Peace (in the ideas),
Kevin

 

Remembering the Collaborative ABC Movie Project


These videos were in my Google Video archives as part of our Collaborative ABC Movie Project from a few years ago, as my friend Bonnie and I sought to explore digital storytelling with a bunch of other connected friends. The other videos are scattered about in other people’s collections or hard drives, no doubt (we had used the now-extinct site, JumpCut, to pull them all together and even edit them together on Jumpcut, which was a pretty neat experience). I still got a kick out of seeing what we were doing with that project, and thinking about how much I learned about digital storytelling, collaboration and coordinating a huge project.

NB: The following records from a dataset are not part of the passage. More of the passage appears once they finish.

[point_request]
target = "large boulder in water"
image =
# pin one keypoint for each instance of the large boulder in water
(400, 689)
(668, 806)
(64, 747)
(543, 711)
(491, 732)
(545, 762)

Head to the ABC Movie Playlist

Peace (in the stories),
Kevin

 

Sharing Student Work: Digital Life Glogs

digital life posters

I was fortunate to be asked by my National Writing Project colleagues Gail Desler and Natalie Bernasconi to contribute a few pieces of student work to their emerging site around digital citizenship and digital life. The wiki site — entitled Digital ID — is becoming another great resource to share with teachers and students around the teaching of using technology in meaningful and thoughtful ways. My sixth grade students contributed a few Glogster posters to the developing section around student-created work.

Gail and Natalie are really curating a site with value, particularly around lesson plans and resources, and an overarching theme of empowering students with technology in a way that gives them agency to make informed decisions about their digital footprints and lives. This is a theme that I have been trying to articulate with my students all year, too. I love how they lay out their rationale for creating the site and provide a framework for understanding that is easily adaptable by teachers. Those reflective stances put the activities and learning goals in context.

Check out Digital ID for more information and for more resources.

Peace (in the sharing),
Kevin

 

A Nice Write-up of our Video Game Design Site

One of the curators at the National Writing Project’s Digital Is site did a “review” of our website that was a reflection for a science-based video game design project.

The scaffolded nature of the website reflects the attention that the teacher team paid to the structure of the project itself.  Students reflected about the principles of video game design (both good and bad), blogged about the big ideas from their science class that would become the content world of their game (layers of the earth, mountains, volcanoes), and focused on the writing process. The multi-modal design of the site – with student and teacher videos, text, and student work examples – also reflects the teachers’ commitment to the importance of teaching and learning with a range of tools. — Kate Leuschhke Blinn

You can access our Video Game Design site here.

 

Peace (in the sharing),
Kevin

 

Daily News: Common Core/Digital Literacy

Common Core Paper
My National Writing Project friend, Fred Mindlin (@fmindlin), is the “curator” of a daily news feed that features lots of great links and articles and resources about the Common Core, but his lens is digital literacy. He uses the paper.li site (which I also use for my National Writing Project daily news), and it automatically gathers up information about the Common Core that is in his group of Twitter friends and hashtag topics.

I often find interesting (and varied) takes on the national Common Core movement, and I urge you to consider checking it out, too. The site allows you to “subscribe” to a paper, and this allows you to get an email update every day about the news. Then, you can decide to follow the link to the paper or not. (Note: there is advertising on the  paper.li news, but I use the adblock plus add-on in Firefox to remove it all from sight.)